The Quast program can be used to generate similar metrics as the assemblathon_stat.pl script, plus some more and some visualisations.

Quast options:

  • -o: name of output folder
  • -R: Reference genome
  • -G: File with positions of genes in the reference (see manual)
  • -T: number of threads (cpu’s) to use
  • sequence.fasta: one or more files with assembled sequences
  • -l: comma-separated list of names for the assemblies, e.g. "assembly 1, assembly 2" (in the same order as the sequence files)
  • --scaffolds: input sequences are scaffolds, not contigs. They will be split at 10 N’s or more to analyse contigs (‘broken’ assembly)
  • --est-ref-size: estimated reference genome size (when genome not provided)
  • --gene-finding: apply GenemarkS for gene finding

See the manual for information on the output of Quast: http://quast.bioinf.spbau.ru/manual.html#sec3

Running Quast

Go to the assembly folder, make a folder called quast and move into it. Run this command (this is for one assembly, for examining more, add the assembly fasta files).
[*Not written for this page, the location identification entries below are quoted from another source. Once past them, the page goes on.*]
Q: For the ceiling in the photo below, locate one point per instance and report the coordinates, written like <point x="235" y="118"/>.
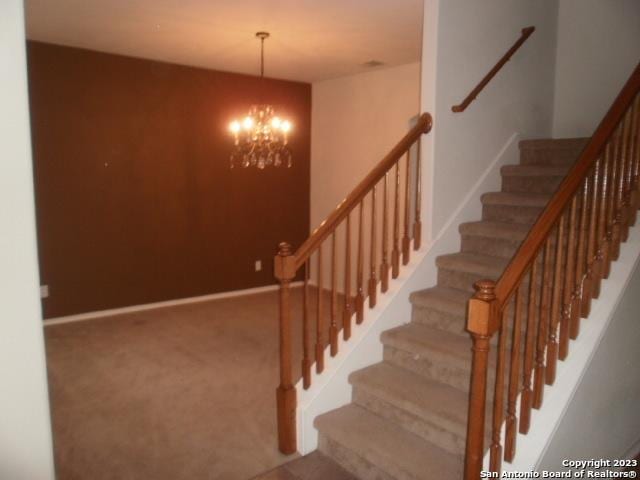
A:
<point x="311" y="40"/>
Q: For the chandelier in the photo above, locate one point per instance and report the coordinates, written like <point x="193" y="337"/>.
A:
<point x="261" y="138"/>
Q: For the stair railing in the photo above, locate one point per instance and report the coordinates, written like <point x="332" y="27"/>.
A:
<point x="461" y="107"/>
<point x="289" y="265"/>
<point x="536" y="305"/>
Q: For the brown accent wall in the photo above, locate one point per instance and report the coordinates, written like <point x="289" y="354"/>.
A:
<point x="135" y="199"/>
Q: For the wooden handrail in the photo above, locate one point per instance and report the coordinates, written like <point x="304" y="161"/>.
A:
<point x="396" y="208"/>
<point x="559" y="202"/>
<point x="526" y="33"/>
<point x="353" y="199"/>
<point x="558" y="268"/>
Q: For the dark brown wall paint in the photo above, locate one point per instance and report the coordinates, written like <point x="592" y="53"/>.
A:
<point x="135" y="199"/>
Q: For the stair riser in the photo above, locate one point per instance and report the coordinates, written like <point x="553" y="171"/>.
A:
<point x="537" y="184"/>
<point x="447" y="435"/>
<point x="432" y="365"/>
<point x="511" y="213"/>
<point x="435" y="319"/>
<point x="350" y="461"/>
<point x="496" y="247"/>
<point x="548" y="157"/>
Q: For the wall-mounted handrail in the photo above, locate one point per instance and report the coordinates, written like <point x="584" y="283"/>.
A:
<point x="526" y="33"/>
<point x="556" y="272"/>
<point x="399" y="196"/>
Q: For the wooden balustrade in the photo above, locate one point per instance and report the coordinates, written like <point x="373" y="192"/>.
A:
<point x="563" y="259"/>
<point x="462" y="106"/>
<point x="361" y="244"/>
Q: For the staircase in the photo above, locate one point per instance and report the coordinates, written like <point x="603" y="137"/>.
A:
<point x="408" y="416"/>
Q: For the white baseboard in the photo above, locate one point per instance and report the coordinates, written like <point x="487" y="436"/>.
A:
<point x="168" y="303"/>
<point x="332" y="389"/>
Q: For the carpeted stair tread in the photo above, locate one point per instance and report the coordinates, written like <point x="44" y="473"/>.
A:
<point x="538" y="200"/>
<point x="474" y="263"/>
<point x="418" y="339"/>
<point x="399" y="454"/>
<point x="554" y="143"/>
<point x="443" y="299"/>
<point x="501" y="230"/>
<point x="412" y="392"/>
<point x="534" y="171"/>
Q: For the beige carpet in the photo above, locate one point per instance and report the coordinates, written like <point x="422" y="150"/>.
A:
<point x="185" y="392"/>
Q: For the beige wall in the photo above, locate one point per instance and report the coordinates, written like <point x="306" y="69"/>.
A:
<point x="458" y="50"/>
<point x="603" y="412"/>
<point x="598" y="47"/>
<point x="25" y="430"/>
<point x="355" y="121"/>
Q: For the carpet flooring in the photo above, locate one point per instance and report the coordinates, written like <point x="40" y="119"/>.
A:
<point x="185" y="392"/>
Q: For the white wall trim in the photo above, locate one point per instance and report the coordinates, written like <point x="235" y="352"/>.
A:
<point x="569" y="373"/>
<point x="332" y="389"/>
<point x="168" y="303"/>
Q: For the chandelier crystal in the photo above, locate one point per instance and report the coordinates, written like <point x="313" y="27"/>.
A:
<point x="261" y="138"/>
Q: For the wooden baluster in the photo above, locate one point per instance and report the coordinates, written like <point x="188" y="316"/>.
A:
<point x="511" y="427"/>
<point x="495" y="460"/>
<point x="373" y="281"/>
<point x="569" y="282"/>
<point x="395" y="253"/>
<point x="527" y="392"/>
<point x="320" y="317"/>
<point x="587" y="286"/>
<point x="626" y="142"/>
<point x="384" y="268"/>
<point x="285" y="271"/>
<point x="333" y="329"/>
<point x="636" y="154"/>
<point x="552" y="347"/>
<point x="417" y="224"/>
<point x="360" y="273"/>
<point x="608" y="213"/>
<point x="633" y="154"/>
<point x="306" y="331"/>
<point x="543" y="325"/>
<point x="601" y="227"/>
<point x="581" y="259"/>
<point x="481" y="321"/>
<point x="619" y="192"/>
<point x="348" y="307"/>
<point x="406" y="240"/>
Run this on the velvet paired end and mate pair assembly. Choose a sensible output file name, and remember to type in the right path to the assembly.

quast.py -t 3 \
-o OUT_FOLDER_NAME \
-R /share/inf-biox121/data/assembly/NC_000913_K12_MG1655.fasta \
-G /share/inf-biox121/data/assembly/e.coli_genes.gff \
../path/to/velvet_pe_mp \
-l "Velvet PE+MP"

Note that the --scaffold option is not used here for simplification. Also, if there are multiple assemblies being compared, make sure you name the assemblies (-l) in the same order as you give them to quast!

Quast output

Quast will produce a html report file report.html. Use the file browser (Places) to find the file in the Explorer, and double-click on it. It will open the file in your browser. Hover over the row names to get a description. Also have a look at the ‘Extended report’.

Alternatively, have a look at the report.pdf file (it has a few more plots).